Encontramos otra posibilidad en la segunda vertiente, la semiótico-cognitiva, que es la más prolífica en discursos, y también la más legitimada en la generalidad de los ámbitos académicos en la actualidad. En ésta, el problema del grado cero del lenguaje, se resuelve franqueando la barrera del lenguaje: la metáfora no es, esencialmente, un fenómeno lingüístico, se trata, antes bien, de un fenómeno cognitivo y por tanto no es necesaria la existencia del grado cero. La metáfora es el producto de un proceso cognitivo en el que dos “unidades” mentales se traslapan, cruzan, sobreponen o enfrentan, generando una tercera.

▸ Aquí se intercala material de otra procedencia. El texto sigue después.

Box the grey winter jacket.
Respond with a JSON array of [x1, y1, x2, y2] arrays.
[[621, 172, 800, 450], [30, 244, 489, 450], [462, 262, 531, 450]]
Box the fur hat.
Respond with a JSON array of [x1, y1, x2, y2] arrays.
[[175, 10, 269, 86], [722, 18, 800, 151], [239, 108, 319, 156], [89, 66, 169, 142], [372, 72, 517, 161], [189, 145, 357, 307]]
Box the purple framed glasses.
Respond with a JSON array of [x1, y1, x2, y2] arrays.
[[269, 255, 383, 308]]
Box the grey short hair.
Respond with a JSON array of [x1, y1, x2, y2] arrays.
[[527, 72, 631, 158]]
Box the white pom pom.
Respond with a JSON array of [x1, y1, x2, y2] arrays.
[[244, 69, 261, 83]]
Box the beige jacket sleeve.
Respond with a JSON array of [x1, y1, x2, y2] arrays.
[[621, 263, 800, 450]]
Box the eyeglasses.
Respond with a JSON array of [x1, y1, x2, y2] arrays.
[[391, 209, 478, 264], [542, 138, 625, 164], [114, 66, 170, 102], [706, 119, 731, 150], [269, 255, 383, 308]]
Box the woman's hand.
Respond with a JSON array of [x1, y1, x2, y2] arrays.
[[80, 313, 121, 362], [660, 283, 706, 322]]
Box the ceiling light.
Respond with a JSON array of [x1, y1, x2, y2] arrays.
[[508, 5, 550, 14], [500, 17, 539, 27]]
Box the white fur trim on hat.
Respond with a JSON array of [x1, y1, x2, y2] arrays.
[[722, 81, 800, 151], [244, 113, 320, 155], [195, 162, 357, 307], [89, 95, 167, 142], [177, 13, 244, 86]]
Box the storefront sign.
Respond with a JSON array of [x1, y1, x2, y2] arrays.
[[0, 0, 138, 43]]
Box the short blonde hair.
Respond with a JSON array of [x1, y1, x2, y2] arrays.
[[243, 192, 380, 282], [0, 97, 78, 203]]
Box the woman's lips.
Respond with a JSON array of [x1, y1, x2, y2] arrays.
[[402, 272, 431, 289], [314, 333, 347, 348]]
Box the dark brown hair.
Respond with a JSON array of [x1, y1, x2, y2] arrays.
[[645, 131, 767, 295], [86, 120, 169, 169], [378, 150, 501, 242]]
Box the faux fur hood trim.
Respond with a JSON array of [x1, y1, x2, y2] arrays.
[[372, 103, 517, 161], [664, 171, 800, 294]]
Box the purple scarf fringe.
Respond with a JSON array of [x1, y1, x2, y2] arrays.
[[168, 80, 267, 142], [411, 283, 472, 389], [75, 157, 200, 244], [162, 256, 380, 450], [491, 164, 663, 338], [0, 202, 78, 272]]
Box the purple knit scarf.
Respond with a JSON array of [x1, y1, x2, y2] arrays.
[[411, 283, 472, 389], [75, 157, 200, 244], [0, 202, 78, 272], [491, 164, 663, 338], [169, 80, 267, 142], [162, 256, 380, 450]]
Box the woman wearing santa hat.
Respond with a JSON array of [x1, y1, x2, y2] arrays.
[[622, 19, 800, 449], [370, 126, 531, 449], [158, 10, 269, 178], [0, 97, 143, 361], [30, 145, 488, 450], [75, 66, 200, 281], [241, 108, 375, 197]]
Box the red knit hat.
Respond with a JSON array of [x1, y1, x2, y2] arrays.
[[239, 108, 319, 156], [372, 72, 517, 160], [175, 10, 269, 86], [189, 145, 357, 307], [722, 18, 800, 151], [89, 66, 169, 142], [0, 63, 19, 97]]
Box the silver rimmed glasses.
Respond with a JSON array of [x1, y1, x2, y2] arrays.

La mayoría de los modelos cognitivos emplean diagramas de John Venn (1880), de dos o tres conjuntos, en los que cada círculo representa una agrupación semántica distinta que se unen por similitud. En el modelo más sencillo imaginable, uno de los círculos representa un contenido mental (una imagen, una palabra, una oración o una representación) etiquetado con una palabra. El segundo círculo representa a otro contenido mental etiquetado con una palabra distinta. La operación mental metafórica consiste en tomar la etiqueta del primer círculo y sobreponerla al segundo. De tal suerte que cuando la palabra es enunciada, el contenido representado es el del segundo círculo y no el del primero como usualmente, se afirma, debería ocurrir.
El modelo se complejiza conforme lo hace la unidad mental representada por el círculo, así, una representación es más compleja que una oración, una oración es más compleja que una palabra, y una palabra es más compleja que una imagen.
También es posible complejizar los modelos cambiando la operación mental entre los conjuntos: en vez de la superposición de una etiqueta, la metáfora puede ser una simbiosis de los contenidos de ambos conjuntos, es decir, de la unión de los dos círculos surgirá un espacio metafórico representado por el área compartida por ambos. En este caso, el tamaño de la intersección será determinante para la metáfora; pues los círculos pueden intersecarse en distintas proporciones, hasta abarcar la totalidad de ambos conjuntos. Así ocurre en el modelo de Chaïm Perelman (1977/1997), en el que la metáfora es una fusión del tema, o el asunto al que se refiere la metáfora, y el foro, es decir, el nuevo ámbito en el que se superpone el tema:
Para nosotros la metáfora no es sino una analogía condensada, gracias a la fusión del tema y del foro. A partir de la analogía: A es a B como C es a D, la metáfora tomará la forma: ‘A de D’, ‘C de B’; ‘A es C’. A partir de la analogía ‘la vejez es a la vida lo que la noche es al día’, se derivarán las metáforas: ‘la vejez del día’, ‘la noche de la vida’ o ‘la vejez es una noche’. (p. 161)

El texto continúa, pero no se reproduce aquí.